Friday, June 09, 2006

Interesting C Question

A simple C question, What is the maximum size occupied by a structure? This question was asked by R* after reading some C books as a part of his placement preperation. The question is very very simple still i wanted to check how many are like me.

#include
int
main ()
{
struct simple
{
int a,b,d;
char c[2];
}tmpob;

int size;
size = sizeof (tmpob);
printf ("Total size of structure : %d\n",size);
return 0;
}

Predict the answer and give some explanation so that i may know the answer.

4 comments:

Senthil said...

take integer size as four and char as 1 as in the case of 32 bit systems.
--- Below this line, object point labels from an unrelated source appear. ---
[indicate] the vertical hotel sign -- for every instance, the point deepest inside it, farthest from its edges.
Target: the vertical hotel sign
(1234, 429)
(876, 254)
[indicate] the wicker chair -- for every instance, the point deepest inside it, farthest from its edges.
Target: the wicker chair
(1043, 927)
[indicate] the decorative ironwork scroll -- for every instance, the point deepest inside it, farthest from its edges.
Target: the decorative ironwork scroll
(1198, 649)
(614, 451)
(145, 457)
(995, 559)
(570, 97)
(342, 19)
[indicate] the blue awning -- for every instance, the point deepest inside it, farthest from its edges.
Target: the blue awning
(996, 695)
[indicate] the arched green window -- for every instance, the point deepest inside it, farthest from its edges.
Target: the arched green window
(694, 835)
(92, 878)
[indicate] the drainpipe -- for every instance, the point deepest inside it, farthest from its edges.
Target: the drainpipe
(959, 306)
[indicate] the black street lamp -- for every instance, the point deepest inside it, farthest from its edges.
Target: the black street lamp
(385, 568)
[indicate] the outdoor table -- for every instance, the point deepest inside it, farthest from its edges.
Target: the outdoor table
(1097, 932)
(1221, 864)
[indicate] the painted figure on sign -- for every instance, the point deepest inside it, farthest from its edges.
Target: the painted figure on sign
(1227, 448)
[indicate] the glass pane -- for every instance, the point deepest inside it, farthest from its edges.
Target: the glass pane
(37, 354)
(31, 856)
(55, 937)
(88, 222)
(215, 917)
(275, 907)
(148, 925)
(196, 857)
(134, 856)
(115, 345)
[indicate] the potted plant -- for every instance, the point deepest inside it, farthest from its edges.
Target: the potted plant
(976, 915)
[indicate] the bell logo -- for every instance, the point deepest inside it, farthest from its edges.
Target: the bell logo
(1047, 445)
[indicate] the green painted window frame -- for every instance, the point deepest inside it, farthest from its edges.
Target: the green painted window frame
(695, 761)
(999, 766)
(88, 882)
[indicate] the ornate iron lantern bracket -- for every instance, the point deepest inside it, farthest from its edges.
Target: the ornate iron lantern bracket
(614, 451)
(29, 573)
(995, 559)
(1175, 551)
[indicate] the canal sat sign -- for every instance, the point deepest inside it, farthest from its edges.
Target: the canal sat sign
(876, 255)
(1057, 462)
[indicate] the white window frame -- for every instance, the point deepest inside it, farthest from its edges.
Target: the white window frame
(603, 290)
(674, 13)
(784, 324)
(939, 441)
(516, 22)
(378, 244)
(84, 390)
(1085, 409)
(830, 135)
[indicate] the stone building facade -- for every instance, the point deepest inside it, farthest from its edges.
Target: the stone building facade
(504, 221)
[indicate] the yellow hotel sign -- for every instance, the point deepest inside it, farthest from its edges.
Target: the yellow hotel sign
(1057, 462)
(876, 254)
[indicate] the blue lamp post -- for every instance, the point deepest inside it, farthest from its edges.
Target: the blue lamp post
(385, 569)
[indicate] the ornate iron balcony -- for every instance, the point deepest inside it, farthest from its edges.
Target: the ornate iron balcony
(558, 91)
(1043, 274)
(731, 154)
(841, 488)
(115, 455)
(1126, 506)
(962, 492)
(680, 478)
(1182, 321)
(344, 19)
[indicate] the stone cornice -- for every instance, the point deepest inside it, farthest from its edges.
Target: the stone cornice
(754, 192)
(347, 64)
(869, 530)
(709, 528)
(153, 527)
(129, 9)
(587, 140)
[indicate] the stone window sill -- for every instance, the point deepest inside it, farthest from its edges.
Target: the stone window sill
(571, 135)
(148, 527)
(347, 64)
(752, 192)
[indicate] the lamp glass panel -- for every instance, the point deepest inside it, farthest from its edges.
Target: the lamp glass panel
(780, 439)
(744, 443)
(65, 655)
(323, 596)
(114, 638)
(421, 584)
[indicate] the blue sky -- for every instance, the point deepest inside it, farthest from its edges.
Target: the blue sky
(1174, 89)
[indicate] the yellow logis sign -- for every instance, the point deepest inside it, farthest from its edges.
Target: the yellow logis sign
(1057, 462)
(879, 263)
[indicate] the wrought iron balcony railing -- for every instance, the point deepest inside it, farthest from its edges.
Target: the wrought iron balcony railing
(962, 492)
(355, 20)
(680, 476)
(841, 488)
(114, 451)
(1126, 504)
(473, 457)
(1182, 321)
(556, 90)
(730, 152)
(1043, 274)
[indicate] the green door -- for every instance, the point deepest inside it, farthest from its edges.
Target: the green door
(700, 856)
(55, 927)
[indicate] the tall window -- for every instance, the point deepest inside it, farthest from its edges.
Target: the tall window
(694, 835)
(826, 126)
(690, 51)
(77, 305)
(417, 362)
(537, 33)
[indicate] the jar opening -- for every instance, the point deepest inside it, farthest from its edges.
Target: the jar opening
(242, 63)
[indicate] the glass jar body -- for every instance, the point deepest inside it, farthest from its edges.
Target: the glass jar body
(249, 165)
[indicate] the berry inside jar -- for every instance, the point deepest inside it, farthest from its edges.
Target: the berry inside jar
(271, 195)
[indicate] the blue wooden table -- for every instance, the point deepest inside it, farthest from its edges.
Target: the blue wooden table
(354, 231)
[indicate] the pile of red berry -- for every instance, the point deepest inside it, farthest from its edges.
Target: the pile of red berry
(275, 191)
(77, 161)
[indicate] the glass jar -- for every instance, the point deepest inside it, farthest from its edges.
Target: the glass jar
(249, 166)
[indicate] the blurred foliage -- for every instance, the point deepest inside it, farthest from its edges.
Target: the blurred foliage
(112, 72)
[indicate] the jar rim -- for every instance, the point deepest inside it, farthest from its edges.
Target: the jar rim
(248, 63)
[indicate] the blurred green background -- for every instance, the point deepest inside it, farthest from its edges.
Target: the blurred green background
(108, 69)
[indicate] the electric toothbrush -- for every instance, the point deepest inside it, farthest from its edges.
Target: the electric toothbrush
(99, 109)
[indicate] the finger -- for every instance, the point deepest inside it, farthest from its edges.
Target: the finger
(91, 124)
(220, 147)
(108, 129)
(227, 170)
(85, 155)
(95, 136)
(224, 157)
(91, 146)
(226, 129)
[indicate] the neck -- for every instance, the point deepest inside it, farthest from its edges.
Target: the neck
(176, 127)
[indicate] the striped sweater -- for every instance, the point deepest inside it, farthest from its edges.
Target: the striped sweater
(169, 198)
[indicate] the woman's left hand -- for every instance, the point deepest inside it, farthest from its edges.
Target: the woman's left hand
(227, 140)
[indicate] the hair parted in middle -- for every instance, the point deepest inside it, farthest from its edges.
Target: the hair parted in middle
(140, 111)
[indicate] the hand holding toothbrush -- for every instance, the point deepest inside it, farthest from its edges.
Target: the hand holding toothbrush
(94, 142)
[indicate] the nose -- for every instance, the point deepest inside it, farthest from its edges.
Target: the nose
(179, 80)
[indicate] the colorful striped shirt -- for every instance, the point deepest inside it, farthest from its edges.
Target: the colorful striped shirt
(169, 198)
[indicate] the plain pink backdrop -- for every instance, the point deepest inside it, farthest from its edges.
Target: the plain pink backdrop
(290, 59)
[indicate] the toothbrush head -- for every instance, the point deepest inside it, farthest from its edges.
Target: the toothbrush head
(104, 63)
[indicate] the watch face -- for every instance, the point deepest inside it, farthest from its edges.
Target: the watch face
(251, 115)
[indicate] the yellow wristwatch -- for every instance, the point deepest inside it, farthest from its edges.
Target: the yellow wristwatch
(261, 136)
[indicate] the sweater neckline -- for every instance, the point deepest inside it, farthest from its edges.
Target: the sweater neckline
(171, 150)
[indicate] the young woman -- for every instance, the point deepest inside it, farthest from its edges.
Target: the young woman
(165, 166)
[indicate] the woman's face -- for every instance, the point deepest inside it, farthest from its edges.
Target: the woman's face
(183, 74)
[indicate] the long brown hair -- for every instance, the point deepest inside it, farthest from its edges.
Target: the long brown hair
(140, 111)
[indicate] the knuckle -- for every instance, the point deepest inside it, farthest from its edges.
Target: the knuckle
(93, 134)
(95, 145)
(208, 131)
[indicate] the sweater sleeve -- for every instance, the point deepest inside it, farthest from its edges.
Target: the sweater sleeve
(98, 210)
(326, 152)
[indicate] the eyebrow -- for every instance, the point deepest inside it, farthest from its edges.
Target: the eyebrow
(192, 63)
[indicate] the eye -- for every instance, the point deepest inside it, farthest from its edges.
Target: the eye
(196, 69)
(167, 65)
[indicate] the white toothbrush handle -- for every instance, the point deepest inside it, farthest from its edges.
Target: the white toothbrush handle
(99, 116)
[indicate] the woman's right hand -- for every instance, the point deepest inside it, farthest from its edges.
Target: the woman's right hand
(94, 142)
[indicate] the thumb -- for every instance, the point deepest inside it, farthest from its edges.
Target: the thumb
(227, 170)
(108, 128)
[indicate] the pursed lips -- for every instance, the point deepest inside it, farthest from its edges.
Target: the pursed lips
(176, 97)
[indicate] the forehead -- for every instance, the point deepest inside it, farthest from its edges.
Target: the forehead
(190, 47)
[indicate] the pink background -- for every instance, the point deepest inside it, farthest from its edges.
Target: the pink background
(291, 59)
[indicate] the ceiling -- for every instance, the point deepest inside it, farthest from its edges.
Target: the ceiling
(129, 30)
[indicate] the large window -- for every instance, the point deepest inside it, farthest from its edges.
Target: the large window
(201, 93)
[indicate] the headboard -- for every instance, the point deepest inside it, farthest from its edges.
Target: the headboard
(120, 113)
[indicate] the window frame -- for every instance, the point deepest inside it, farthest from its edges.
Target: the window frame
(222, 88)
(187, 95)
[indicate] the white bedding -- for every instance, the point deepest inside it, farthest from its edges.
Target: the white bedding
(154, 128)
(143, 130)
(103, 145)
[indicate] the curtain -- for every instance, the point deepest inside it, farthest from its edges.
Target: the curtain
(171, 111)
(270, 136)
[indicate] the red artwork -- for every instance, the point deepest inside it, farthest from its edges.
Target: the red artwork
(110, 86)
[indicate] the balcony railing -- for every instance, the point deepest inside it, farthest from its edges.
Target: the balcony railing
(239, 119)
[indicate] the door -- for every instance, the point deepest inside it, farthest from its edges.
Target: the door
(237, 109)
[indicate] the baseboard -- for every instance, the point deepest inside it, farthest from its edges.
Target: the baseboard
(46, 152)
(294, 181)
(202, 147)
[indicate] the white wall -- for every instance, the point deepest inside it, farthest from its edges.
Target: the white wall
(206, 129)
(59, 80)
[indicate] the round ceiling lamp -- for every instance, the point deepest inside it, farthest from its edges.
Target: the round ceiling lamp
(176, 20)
Now predict the answer.

Senthil said...

first i too thought it was 14. let me wait for one more day before telling the answer.

Ananth said...

As per your assumption of a 32 bit native int - the structure will occupy 16 bytes in memory. This is because, the instructions of all modern microprocessors need an address which is aligned to a multiple of their instruction set architechture size (4 bytes in this case).

This means that changing the char array c to c[1] or c[2] or c[3] or c[4] will have NO impact - the size will remain 16 bytes. Changing it to c[5] will make it 20 bytes and so on...

Caio,
Ananth

Senthil said...

ananth is right. No idea about what will happen in union.